[From IoM Examiner 11 Nov 1899]
BY JAMES COWIN
The character applied to Well-road Chapel by Mr Kermode not the M.H.K. at the late Wesleyan meeting in Douglas has awakened in my mind many old reminiscences of men, manners and things
Well road Chapel has no doubt suffered, like many other buildings by being badly located. But our "" ancestors who are coming after us," as one of the Teare Glentrammons said in the House of Keys had no great ambition for sites costly or ornamental more especially for churches, chapels, or schools, for Thomas-street, at present Victoria-street Chapel and now a "church", was in about as narrow a street as. it well could be; and as "back and behind" as it well could be ; and Wellington street Chapel built and then rebuilt down in "a gut" of a street and St: Barnabas' Church was no better; but then High-Bailiff Quirk and "Tom the Devil ". had to do all their great official duties is St. Barnabas' square and St Barnabas' Sunday and Day schools were sandwiched by tan-yards and breweries, and the nearest approach to them for many people through "Gutter a gable"

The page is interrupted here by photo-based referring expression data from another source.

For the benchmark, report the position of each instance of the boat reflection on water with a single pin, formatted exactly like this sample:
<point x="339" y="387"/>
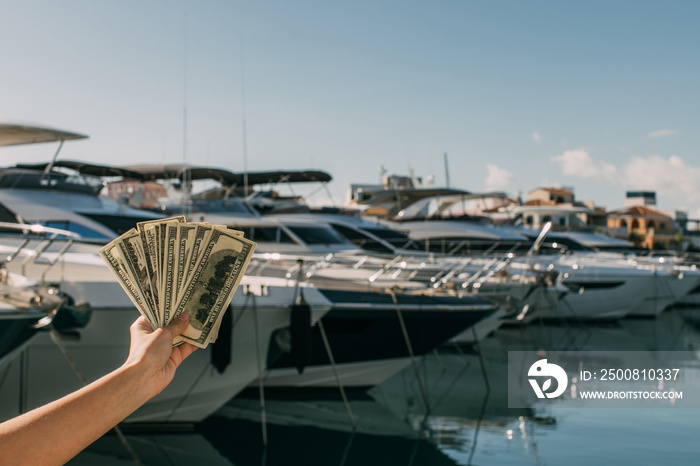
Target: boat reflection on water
<point x="456" y="414"/>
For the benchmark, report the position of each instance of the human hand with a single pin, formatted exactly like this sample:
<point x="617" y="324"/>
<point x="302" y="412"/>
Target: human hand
<point x="152" y="351"/>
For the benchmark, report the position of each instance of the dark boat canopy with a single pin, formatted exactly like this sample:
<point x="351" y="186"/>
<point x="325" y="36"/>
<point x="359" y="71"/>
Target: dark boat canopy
<point x="85" y="169"/>
<point x="17" y="134"/>
<point x="225" y="177"/>
<point x="305" y="176"/>
<point x="151" y="172"/>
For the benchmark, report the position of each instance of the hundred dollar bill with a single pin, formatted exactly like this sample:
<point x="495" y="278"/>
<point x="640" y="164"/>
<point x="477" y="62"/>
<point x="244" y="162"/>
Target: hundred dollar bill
<point x="118" y="265"/>
<point x="192" y="252"/>
<point x="214" y="280"/>
<point x="131" y="249"/>
<point x="169" y="272"/>
<point x="152" y="242"/>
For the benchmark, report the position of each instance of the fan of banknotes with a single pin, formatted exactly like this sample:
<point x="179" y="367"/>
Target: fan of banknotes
<point x="170" y="266"/>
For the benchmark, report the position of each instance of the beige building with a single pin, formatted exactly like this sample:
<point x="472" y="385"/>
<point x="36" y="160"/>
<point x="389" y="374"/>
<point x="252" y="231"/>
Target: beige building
<point x="644" y="226"/>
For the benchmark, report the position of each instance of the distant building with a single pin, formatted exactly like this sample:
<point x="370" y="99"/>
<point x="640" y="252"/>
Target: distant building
<point x="558" y="205"/>
<point x="642" y="198"/>
<point x="644" y="226"/>
<point x="551" y="196"/>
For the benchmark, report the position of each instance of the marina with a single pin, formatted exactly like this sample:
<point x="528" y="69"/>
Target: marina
<point x="371" y="233"/>
<point x="352" y="340"/>
<point x="466" y="424"/>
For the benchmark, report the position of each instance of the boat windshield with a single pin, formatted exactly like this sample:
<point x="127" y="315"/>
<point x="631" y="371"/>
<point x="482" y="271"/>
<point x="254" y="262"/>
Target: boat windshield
<point x="317" y="235"/>
<point x="395" y="238"/>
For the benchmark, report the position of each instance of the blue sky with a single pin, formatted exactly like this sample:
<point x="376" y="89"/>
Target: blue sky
<point x="598" y="95"/>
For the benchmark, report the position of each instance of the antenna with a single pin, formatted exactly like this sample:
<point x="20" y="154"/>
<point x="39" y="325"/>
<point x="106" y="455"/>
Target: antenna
<point x="245" y="139"/>
<point x="185" y="172"/>
<point x="447" y="171"/>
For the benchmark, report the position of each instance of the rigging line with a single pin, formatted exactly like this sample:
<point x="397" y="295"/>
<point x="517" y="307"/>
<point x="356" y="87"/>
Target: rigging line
<point x="263" y="416"/>
<point x="392" y="293"/>
<point x="243" y="115"/>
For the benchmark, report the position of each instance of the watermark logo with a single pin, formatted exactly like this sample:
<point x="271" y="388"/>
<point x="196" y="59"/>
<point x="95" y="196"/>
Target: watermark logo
<point x="543" y="369"/>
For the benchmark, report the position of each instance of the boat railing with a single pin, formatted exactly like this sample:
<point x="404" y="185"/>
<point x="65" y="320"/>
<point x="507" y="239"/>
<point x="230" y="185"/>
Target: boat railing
<point x="48" y="236"/>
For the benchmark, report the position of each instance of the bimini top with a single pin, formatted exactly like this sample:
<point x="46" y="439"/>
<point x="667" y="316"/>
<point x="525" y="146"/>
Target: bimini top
<point x="17" y="134"/>
<point x="176" y="171"/>
<point x="84" y="168"/>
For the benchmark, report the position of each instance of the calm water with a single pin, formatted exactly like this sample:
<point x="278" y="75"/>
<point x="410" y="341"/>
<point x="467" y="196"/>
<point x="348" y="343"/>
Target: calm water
<point x="465" y="422"/>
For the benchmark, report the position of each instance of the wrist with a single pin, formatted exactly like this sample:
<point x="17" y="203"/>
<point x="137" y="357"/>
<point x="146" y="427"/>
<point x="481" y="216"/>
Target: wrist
<point x="138" y="382"/>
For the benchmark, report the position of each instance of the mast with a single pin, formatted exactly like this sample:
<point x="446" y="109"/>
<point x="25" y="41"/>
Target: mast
<point x="245" y="141"/>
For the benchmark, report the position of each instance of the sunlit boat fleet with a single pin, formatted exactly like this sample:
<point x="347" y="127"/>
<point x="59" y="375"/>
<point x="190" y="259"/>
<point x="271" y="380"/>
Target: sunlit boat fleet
<point x="336" y="297"/>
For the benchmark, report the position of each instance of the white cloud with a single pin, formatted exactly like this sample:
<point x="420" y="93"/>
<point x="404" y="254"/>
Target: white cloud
<point x="579" y="163"/>
<point x="498" y="179"/>
<point x="671" y="178"/>
<point x="661" y="133"/>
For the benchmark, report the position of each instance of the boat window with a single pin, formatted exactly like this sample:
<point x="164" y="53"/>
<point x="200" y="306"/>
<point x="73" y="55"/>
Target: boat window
<point x="271" y="234"/>
<point x="73" y="227"/>
<point x="397" y="239"/>
<point x="361" y="240"/>
<point x="221" y="205"/>
<point x="317" y="235"/>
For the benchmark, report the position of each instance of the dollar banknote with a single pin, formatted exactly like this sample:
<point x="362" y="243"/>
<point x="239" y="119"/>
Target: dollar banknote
<point x="168" y="267"/>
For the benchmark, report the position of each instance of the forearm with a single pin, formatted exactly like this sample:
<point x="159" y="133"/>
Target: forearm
<point x="66" y="426"/>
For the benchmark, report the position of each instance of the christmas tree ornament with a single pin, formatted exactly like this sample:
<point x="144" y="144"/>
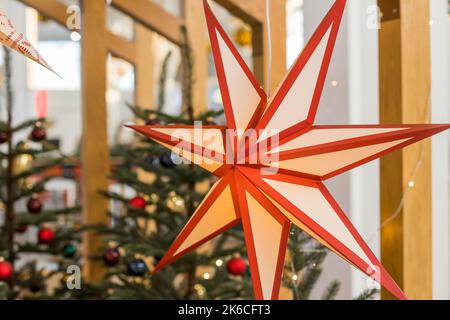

Lame Dan's School, my "alma mater," was a ladder in a dirty yard in Heywood's-place and my sanitary instincts are now shocked at my recollections of this barbarous place. Lame Cubbon's School was up steps in Society Lane, not a great improvement. Imeson's, afterwards Claude Cannell's, was in Bath-place, a shade better. But what puzzles me more is the fact that Forester built a new and improved school in Shaw's brow for the boys of the elite of Douglas, abutting upon "Little Hell," but sometimes called "Little Ireland" or by the more euphonious name of Thorn Hill" but where-ignorance was bliss it was folly to be wise, and a good savoury smell was a thing valued by many Douglas people then, Tan-yards were looked upon as a luxury in that line, a kind of disinfectant that killed one smell by making a greater, and we have no better proof of this conservative feeling: than the fact that we still hold and cherish that "Stink Pot" at the top of Douglas Harbour, a nuisance condemned, and measure after measure suggested for its cleansing under the old regime of High-Bailiff Quirk over half a century ago. If we could find any deposit of ore or guano under it, it soon could be " boomed " and a company formed but considerations of dividends always dominate considerations, of health or decency. But. to come back to my text of "Poor Well Road Chapel"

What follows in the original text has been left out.